ABC FAMILY ‘Becoming Us’ showcases boy’s unusual family


IF YOU WATCH

What: “Becoming Us”

When: First episode tonight at 6; second episode at 9

Where: ABC Family

By Frazier Moore

AP Television Writer

NEW YORK

“This family would make a great TV show!”

That’s what Evanston, Illinois, teen Ben Lehwald told his mother a couple of years ago.

Clearly, Ben was on to something. “Becoming Us,” the show that resulted, follows him as a 16-year-old dealing with the usual challenges of high school and encroaching adulthood – plus the recent news that his father is becoming a woman.

The family went on camera between October and February after Ben’s idea reached Ryan Seacrest, who signed on as executive producer of the ABC Family unscripted series airing its second episode tonight at 9.

“We’re just regular people,” says Suzy Crawford, Ben’s mother.

The 58-year-old fitness instructor is divorced from Ben’s 49-year-old father, an information security analyst now named Carly Lehwald but who, as Charlie, began taking female hormones years before sharing the plan for transition with the family. Suzy continues to work through feelings of betrayal and bitterness even as she and Carly remain a team in parenting Ben.

Ben’s half-sister, Sutton Crawford, is now a New Yorker, but she’s back in Evanston as she and her mother plan her upcoming wedding, which comes laden with protocol issues.

Finally, Ben’s girlfriend, Danielle, also has a father who is transgender.

Unconventional, maybe, but on “Becoming Us” these folks reveal themselves as authentic and relatable, which makes the series an illuminating glimpse into the world we all occupy, a world Time magazine earlier this year declared was at “the transgender tipping point.”

The timing of “Becoming Us” seems perfect, therefore, having arrived just days after Caitlin Jenner’s grand unveiling on the Vanity Fair cover and with her own series, “I Am Cait,” premiering next month, along with yet another reality show that will star Jazz Jennings, the 14-year-old transgender activist and YouTube star.

No one could have anticipated any of this a decade ago, least of all Carly as she started the transition to become who she had always known she was, and, in the process, turned the family upside down.

Ben, in particular, was left reeling.

It wasn’t the news as much as when his father delivered it that threw him for a loop: “Right before you’re about to start your freshman year of high school. You’re just lost. That was how I felt.”

So why would Ben choose to let TV viewers witness what most people would insist on keeping private?
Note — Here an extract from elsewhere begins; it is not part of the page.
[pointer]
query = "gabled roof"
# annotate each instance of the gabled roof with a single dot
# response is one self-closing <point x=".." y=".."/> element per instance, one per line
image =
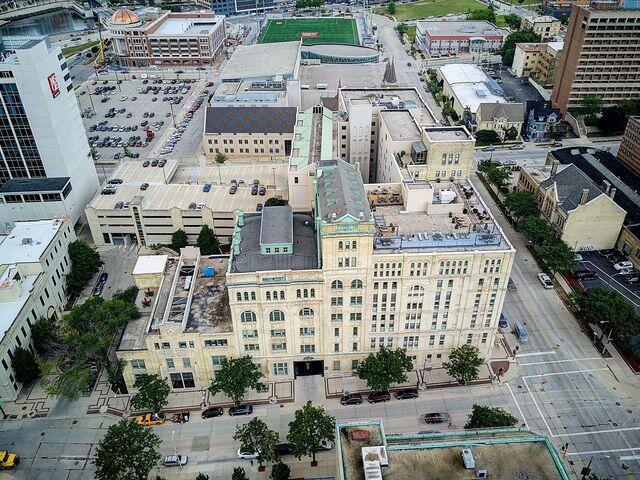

“That’s why I did it: for people who do it privately,” Ben, now 17, replies.

“I thought if they saw it from a child’s point of view and saw how the child is dealing with it, they’ll understand that it happens and they’re not alone.”

Virtually everyone key in the family’s social circle was an eager participant.

“If you get offered a ride on a rocket ship, you don’t ask which seat, you just get on,” says Sutton, who became Charlie Lehwald’s stepdaughter when she was six but during the show discovered “Carly makes a lot more sense to me than Charlie did when I was growing up. I understand Carly. Before, Charlie was hiding her.”